While WordCamp San Francisco will be in it’s second day today with the focus on developer topics, Saturday proved to be a huge day in terms of news. I was not able to attend the event but I have every intention of making WordCamp San Francisco the one event I attend in 2010. Thanks to Twitter, I was able to pick up quite a few tidbits of information from the various presentations that took place, notably, Matt’s state of the word. In no particular order, this is what I have.
WordPress And WordPress MU To Merge – Matt stated that from this day going forward, the codebases for WordPress and WordPress MU would be merged together. In what version or how this would transpire was not addressed, only that they would be merged. If you want to talk about this news, join us in the forum.
GPL Compliant Theme Developers Page – Coming soon. That’s about all I could figure out from the event. Remember when I had Matt on the show and he said that they would not be adding a commercial GPL section on the repository because it would cause confusion? Well, I think they won’t be adding them to the same repository but I believe perhaps either a separate repository will be made available to them or, a dedicated page with a listing of Matt approved commercial GPL theme developers will be published and maintained on a regular basis. This is speculation on my part so we’ll just have to see what happens. Also, many people were wondering if commercial GPL plugins will get the same treatment. Time will tell I suppose. (P.S. Don’t debate any GPL crap in the comments or I’ll delete them).

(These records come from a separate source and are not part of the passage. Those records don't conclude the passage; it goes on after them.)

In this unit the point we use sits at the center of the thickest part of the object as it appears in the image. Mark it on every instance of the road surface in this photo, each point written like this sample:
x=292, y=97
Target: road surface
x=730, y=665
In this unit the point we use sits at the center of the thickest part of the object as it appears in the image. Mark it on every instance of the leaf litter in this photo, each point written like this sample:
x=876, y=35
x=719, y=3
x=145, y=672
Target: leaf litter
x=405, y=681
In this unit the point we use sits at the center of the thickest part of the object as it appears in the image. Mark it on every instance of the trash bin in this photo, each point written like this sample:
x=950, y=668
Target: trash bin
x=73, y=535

Interview with Chris Pirillo discussing building community
Supposedly, all of the presentations will be published on WordPress.TV at some point.
Dave Moyer of the WordCast Podcast blew the roof off the house with his presentation regarding using WordPress to Podcast.

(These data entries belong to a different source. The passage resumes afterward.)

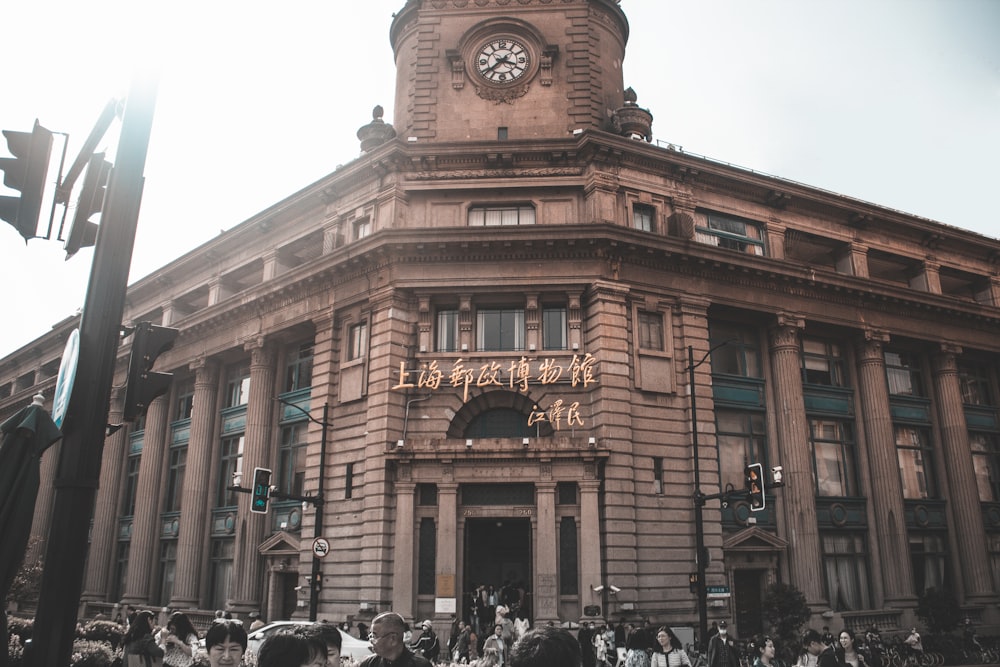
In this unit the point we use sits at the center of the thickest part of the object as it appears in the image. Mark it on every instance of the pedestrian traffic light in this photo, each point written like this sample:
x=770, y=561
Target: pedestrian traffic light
x=754, y=475
x=261, y=490
x=26, y=172
x=144, y=384
x=83, y=232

There will be a Blackberry app in the near future. I think we’ve hearing about this for awhile. At least since the iPhone app has been available.
WordPress.org will soon have a community center powered by BuddyPress to help propel their new community reorganization.
According to Matt, 80% of self-hosted WordPress users are now on hosts running PHP 5.
That’s about all I found. A bunch of stuff regarding certain speakers but nothing noteworthy that I could find.
Awesome, I hope this means that all the different profiles on WordPress.org will be combined, and that the support forum gets some extra functionality so that it is easier to manage.